Most of the savings that Americans have accumulated in the past three years have flowed to the wealthiest households, who have splurged on travel and other experiences. Typically, economists say, the wealthiest one-fifth of Americans account for about two-fifths of all spending.

The net worth of the richest one-tenth of households leaped by $28 trillion — or about one-third — from the first quarter of 2020 to the second quarter of 2023, according to the Fed. The poorer one-half of Americans gained a bigger percentage increase but in total dollars much less, from about $2 trillion to $3.6 trillion. (Those figures aren’t adjusted for inflation.)

“When wealth is growing by the amount that it has been the past three years … I do think that it’s playing a larger role in this spending strength than maybe we thought it would,” said Sarah Wolfe, U.S. economist at Morgan Stanley.

Small-business owners like Bret Csencsitz, managing partner of Gotham Restaurant in New York City, can attest to that. High-dollar spending by middle-age customers has helped replace many of his older patrons who moved out of the city during COVID.

These customers, who typically work in technology and finance, are buying $150 to $200 bottles of wine and spending a little over $200 on steak for two.

The average per-person check is up over 20% to roughly $145 compared with the pre-pandemic days, he added, and he has had groups of up to 60 people holding dinners at his restaurant.

“People are back,” he said. “There’s more energy.”

Aditya Bhave, senior economist at Bank of America, noted that the spending isn’t all driven by the affluent. Spending on the bank’s credit and debit cards by households with incomes below $50,000 has risen faster than spending by higher-earning clients.

Some Americans, while keeping a close watch on their finances, still feel they have room to indulge themselves. Consider Valerie Zaffina, a 74-year-old retired teacher who was picking up a piece of jewelry last week at a Kohl’s store in Ramsey, New Jersey. She said she and her husband live on fixed incomes and are cautious spenders.

But Zaffina has nevertheless decided on one big splurge — about $5,000 to decorate her rental apartment, including a $2,500 couch and a $600 rug. It’s her first major decorating project in 18 years.

“I had kind of a frustrating year, and I wanted to do something for myself,” she said. “So, yeah, I’m redecorating. I’m in the throes of that, but I’m sticking to a budget.”
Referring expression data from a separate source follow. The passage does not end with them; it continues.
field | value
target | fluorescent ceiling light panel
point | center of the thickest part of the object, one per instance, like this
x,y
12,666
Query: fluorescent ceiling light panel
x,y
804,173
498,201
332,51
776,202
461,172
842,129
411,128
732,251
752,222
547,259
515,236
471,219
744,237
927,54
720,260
Many analysts still warn of a new crop of headwinds facing consumers and the economy. Nearly 30 million student loan borrowers had to start paying their loans this month, for example. And government dysfunction in Washington could lead to a government shutdown next month.

A report Friday showed that while inflation-adjusted income fell last month along with the savings rate, consumers still ramped up their spending. That trend, economists say, is unsustainable.

Even so, those challenges may not prove as damaging as feared. Student loan payments, for example, jumped even before an Oct. 1 deadline for resuming them, Bhave noted. And few borrowers appear to have taken advantage of a 12-month grace period the Biden administration put in place, suggesting that most borrowers can afford to resume paying the money back — at least for now.

And executives at Visa, which reported strong earnings and a surge of spending by their U.S. credit card customers overseas in the third quarter, have also downplayed the likely impact of student loan repayments.

The company isn’t “factoring in any impacts” from loan repayments “because we’ve yet to see any meaningful impact,” said Visa’s chief financial officer, Christopher Suh. “Consumer spending across all segments from high to low has remained stable since March.”

“There’s a lot of gloom and doom,” around the consumer, Bhave said. “And yet the data keep surprising to the upside.”